Competitions | 2 Comments »
Heels or No Heels
Updated January 23, 2011 @ 2:19 pm by: USPDF Poler
Coming from a classical/modern dance background, dancing barefoot doesn’t feel unfamiliar to me at all. It’s your connection to the ground, the place you use to push off, through, feel the weight shift, toes spreading for balance. Your bare feet become your sensors and your support. Then, once I started to pole dancing I tried adding a pair of 6-inch heels for no other reason that it looked cool and sexy. Holy crap! It was a bit more challenging than I thought.
I wanted to spare my instructor the pathetic “drunk walk” trying to keep my balance around the pole so I asked her, what to do? “Go home and clean your house”, she said. Ok, I thought, but my house is already pretty spotless (yes, I’m a neat freak). She quickly added, “Do things you normally do in your heels to get comfortable in them and before you know it, they will feel like slippers.”
She was right, after scrubbing floors, swiffering, vacuuming, scrubbing the bathtub for a few days in my clear heels I was a pro. My boyfriend was in heaven for a week: a girlfriend who served dinner in a pair of clear heels. It didn’t take long until I swung around the pole in my platforms feeling sexy and cool. Ever since, I’ve grown to love wearing heels whenever pole dancing.
But just because I’m a heel fan doesn’t mean that everyone is. Some people have emailed the USPDF to ask why they make the competitors wear minimum 5-inch heels in the compulsory round. I asked the founders, and this is what I got:
“USPDF adds on elements such as movement criteria and costume requirement in order to challenge to the competitors. And it is the challenge that makes competition. If there were no guidelines, rules or regulations it wouldn’t be a competition.
They’re also not trying to deny the origin of pole dance having roots in exotic dance clubs where high heels are common. And most dance styles keep one or more elements of its original idea although the idea might have shifted throughout time from being functional to technical, or simply aesthetic. Just like ballet kept the tutus, and hip hop the sneakers, and belly dancers bare bellies, USPDF insists on keeping the high heels.”

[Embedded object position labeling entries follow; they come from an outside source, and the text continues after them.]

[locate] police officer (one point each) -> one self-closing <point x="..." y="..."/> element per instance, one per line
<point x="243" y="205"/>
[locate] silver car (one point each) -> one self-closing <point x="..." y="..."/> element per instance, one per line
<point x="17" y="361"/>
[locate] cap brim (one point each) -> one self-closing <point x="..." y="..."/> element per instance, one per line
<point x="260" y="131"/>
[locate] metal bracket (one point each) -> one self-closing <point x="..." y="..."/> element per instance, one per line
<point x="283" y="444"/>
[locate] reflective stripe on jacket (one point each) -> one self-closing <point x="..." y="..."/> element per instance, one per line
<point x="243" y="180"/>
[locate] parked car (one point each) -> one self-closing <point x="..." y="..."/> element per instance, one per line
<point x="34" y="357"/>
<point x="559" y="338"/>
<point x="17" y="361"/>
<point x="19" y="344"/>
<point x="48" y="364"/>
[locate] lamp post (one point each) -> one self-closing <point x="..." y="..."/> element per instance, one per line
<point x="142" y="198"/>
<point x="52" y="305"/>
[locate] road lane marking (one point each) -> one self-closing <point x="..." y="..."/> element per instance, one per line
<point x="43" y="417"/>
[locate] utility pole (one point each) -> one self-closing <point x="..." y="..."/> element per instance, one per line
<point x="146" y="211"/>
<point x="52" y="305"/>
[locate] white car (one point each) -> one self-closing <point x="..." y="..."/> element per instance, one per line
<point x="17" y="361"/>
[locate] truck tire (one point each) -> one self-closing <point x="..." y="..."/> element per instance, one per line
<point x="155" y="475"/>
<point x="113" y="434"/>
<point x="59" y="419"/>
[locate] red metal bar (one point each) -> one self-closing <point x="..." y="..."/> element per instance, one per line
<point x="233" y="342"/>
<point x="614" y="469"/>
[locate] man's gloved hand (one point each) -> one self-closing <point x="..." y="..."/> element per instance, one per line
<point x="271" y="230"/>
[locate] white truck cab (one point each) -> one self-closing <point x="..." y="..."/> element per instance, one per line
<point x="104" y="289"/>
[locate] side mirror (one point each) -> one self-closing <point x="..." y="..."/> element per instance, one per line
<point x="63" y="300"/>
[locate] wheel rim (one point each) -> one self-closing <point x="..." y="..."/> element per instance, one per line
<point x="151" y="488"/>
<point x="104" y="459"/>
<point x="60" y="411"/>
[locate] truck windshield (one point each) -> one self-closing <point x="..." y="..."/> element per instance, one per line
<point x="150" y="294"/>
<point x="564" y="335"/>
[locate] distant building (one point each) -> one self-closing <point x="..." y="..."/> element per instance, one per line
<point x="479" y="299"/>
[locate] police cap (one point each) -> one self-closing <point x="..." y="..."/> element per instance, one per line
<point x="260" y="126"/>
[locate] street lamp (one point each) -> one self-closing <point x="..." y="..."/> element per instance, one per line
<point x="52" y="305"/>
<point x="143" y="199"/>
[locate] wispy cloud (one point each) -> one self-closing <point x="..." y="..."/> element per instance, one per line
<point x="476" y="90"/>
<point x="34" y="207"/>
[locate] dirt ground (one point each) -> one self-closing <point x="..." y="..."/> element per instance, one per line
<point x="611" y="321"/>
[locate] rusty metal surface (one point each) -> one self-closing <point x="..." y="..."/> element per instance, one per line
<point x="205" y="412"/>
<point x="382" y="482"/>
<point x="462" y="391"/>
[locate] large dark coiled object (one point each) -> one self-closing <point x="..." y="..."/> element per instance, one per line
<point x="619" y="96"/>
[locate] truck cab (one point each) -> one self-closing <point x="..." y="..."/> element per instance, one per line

Although I never questioned it before, but I think it’s a great idea of the USPDF to include the heels! I never thought about heels actually having a significant history in today’s pole dancing, which I’m happy to embrace (in all different colors and heights). So therefore, I’m going to go home and proudly hang my first pair of platform heel next to my pointe shoes on the wall as a reminder of my first pair of “pole dance shoes.”

Heels for sure…its part of why I love pole dancing so much. It becomes a contest to see who can find the cutest pair of high heels among all the students/instructors at the studio!
I’m with ya on this one! I love Ellie heels and am always searching for new cute ones.